Okay, but, reducing our meat intake by 30% really would help. While that’s not a lot, it would make a huge impact, and unlike a lot of other advice that CNN gave, it’s something each of us can do and should do.
But you know what the public response was, just as it always is when folks are told eating less meat would help the environment? They balk and hem and haw. “Pass up that steak to reduce pollution? How dare you tell me what to do! It’s my personal choice!”

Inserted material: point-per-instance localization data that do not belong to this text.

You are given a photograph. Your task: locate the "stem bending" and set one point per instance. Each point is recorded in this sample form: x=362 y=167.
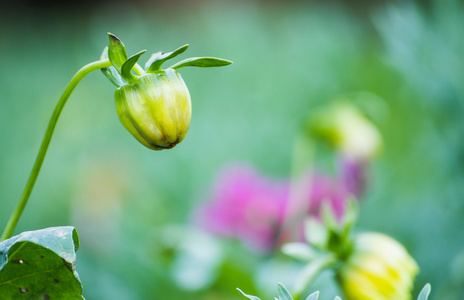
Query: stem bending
x=97 y=65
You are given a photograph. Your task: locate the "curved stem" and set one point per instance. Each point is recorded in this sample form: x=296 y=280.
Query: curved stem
x=46 y=141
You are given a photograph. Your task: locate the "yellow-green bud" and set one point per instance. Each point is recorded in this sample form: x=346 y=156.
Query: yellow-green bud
x=155 y=108
x=378 y=268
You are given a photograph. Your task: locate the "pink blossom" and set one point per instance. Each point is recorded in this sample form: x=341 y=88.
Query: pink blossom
x=263 y=212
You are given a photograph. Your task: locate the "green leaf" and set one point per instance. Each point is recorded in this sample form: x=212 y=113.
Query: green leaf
x=282 y=293
x=425 y=292
x=157 y=59
x=313 y=296
x=248 y=296
x=129 y=64
x=40 y=265
x=202 y=62
x=116 y=52
x=111 y=73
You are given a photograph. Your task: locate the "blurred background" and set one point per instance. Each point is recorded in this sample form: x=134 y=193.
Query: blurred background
x=133 y=207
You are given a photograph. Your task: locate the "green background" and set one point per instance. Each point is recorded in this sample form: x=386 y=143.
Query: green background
x=289 y=57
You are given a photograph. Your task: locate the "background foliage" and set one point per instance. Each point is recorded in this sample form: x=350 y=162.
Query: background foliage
x=132 y=206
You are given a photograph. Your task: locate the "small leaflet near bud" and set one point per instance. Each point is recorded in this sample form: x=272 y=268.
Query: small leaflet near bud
x=282 y=292
x=116 y=51
x=111 y=72
x=201 y=62
x=313 y=296
x=129 y=64
x=248 y=296
x=157 y=59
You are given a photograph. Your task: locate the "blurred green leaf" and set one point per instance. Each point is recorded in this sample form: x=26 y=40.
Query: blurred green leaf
x=40 y=265
x=202 y=62
x=248 y=296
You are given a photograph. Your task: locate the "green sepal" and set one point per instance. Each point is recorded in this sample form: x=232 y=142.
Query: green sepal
x=283 y=293
x=153 y=65
x=248 y=296
x=116 y=52
x=313 y=296
x=425 y=292
x=201 y=62
x=129 y=64
x=111 y=73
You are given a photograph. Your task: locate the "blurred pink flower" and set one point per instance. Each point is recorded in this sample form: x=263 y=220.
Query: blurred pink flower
x=254 y=208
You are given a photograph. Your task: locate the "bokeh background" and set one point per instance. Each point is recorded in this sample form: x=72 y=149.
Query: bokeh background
x=132 y=206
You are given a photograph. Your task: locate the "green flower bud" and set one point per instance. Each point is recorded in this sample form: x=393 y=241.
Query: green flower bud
x=155 y=109
x=378 y=268
x=153 y=104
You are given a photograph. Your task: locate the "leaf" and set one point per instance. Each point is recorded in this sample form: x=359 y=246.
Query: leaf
x=425 y=292
x=313 y=296
x=283 y=293
x=111 y=73
x=157 y=59
x=116 y=51
x=40 y=265
x=248 y=296
x=129 y=64
x=202 y=62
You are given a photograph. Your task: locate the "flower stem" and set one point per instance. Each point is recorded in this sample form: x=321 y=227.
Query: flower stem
x=97 y=65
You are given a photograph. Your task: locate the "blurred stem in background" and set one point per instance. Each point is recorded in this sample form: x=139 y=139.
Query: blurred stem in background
x=97 y=65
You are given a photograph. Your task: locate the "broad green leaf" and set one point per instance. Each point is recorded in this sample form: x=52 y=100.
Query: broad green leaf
x=111 y=72
x=40 y=265
x=116 y=51
x=157 y=59
x=202 y=62
x=425 y=292
x=313 y=296
x=129 y=64
x=282 y=292
x=248 y=296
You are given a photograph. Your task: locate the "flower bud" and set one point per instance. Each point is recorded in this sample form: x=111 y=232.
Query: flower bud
x=344 y=127
x=378 y=268
x=154 y=104
x=155 y=109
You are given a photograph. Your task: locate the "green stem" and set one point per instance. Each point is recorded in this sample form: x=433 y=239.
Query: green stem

Hate to tell ya, buddy, but choosing meat over plant-based foods isn’t a personal choice - it’s an ethical choice. A personal choice is choosing what shirt you want to wear today. It isn’t the choice between paying a company to slit a chicken’s throat or paying a company to grow soybeans and lentils. The two choices are not of equal moral value. Unless you believe animals don’t feel pain or emotions, in which case, just stop reading now because you probably don’t give a shit about climate change to begin with.
People are so attached to eating meat, dairy, and eggs that even if told it would help save our planet to go vegan (or at least eat more veggies and less meat), they will absolutely refuse. And they hide it behind the framing of “corporations are the polluters, individuals shouldn’t be held responsible for climate change, so why should I eat less meat, etc. etc.” I don’t find that reasoning compelling in the least. And to be told that eating less meat to help stop climate change is “journalistic malpractice”?
Here’s the problem with that statement. It doesn’t absolve us of moral responsibility for our choices. We are at least partially responsible for our purchases on an individual basis as well. Because our collective individual impacts add up, especially when it comes to animal products.
Plus, we wouldn’t apply this same nihilistic “there is no ethical consumption under capitalism” rhetoric to other areas of individual purchasing. Here’s an example:
If I said I no longer wanted to purchase child slavery-sourced chocolate, you wouldn’t say “Corporations are responsible for child slavery, not you, so why are you bothering.” Of course we’re responsible for what we purchase, especially if there is another option that is less harmful. Slavery-sourced chocolate vs. ethically-sourced chocolate. There is a difference, and no one would dispute that there isn’t. So why when presented a choice between animal- and plant-based foods, we suddenly act as if there’s no ethical or moralistic difference? Or if there is a difference, it doesn’t matter because the world is shit and we’re all fucked anyway so why bother caring?
We make the choice 3+ times a day on what we are going to eat. We are making that decision, not a corporation. The corporations are simply filling the demand of meat/dairy/eggs that we are providing. If we take away that demand for animal products, and everyone goes as vegan as they can, guess what? Animal agriculture goes out of business. Which is exactly what we need to happen if we have a hope of stopping climate change.
We could all go paperless/carless/phoneless/plastic-free tomorrow, and it wouldn’t eliminate climate change. Because animal agriculture is the #1 driver of climate change. We have to dismantle these industries if we want to get serious about having a livable future on this planet.
Animal agriculture is antithetical to human and animal survival. It’s responsible for oceanic dead zones, antibiotic resistance in the human population, zoonotic diseases, methane pollution, pollution of our waterways, chronic illnesses in communities near farms and slaughterhouses, etc. The human population’s total combined impact when it comes to eating meat and other animal products is *so* devastating that it blows all other polluting industries out of the water.
Animal agriculture accounts for 51% of global greenhouse gas emissions. That’s more than the transportation sector. So yes, our consumption of animal products is driving climate change. There is no ethical or sustainable way to raise and slaughter trillions of animals a year. There is no socially or environmentally responsible way to breed and kill animals for meat.
If we want a world that’s equitable, fair, clean, and peaceful, we have to end animal agriculture. And that does fall on all of us as individuals, because our US government sure as hell won’t put a stop to it. The USDA is responsible for both giving us our dietary recommendations and ensuring that agriculture is a thriving economy. It’s a blatant conflict of interest and has been since at least the 50’s. So there’s no help there. What meager reforms are made for animal welfare does nothing to comfort the animals crammed in cages and warehouses, and trucked for hundreds of miles in heat and snow just to end up in a slaughterhouse.
The bottom line is: corporations will not stop breeding, torturing, capturing, and killing animals until we stop paying them to. Climate change will continue to get worse until we stop supporting these industries. We need to let animal agriculture die so that we can live.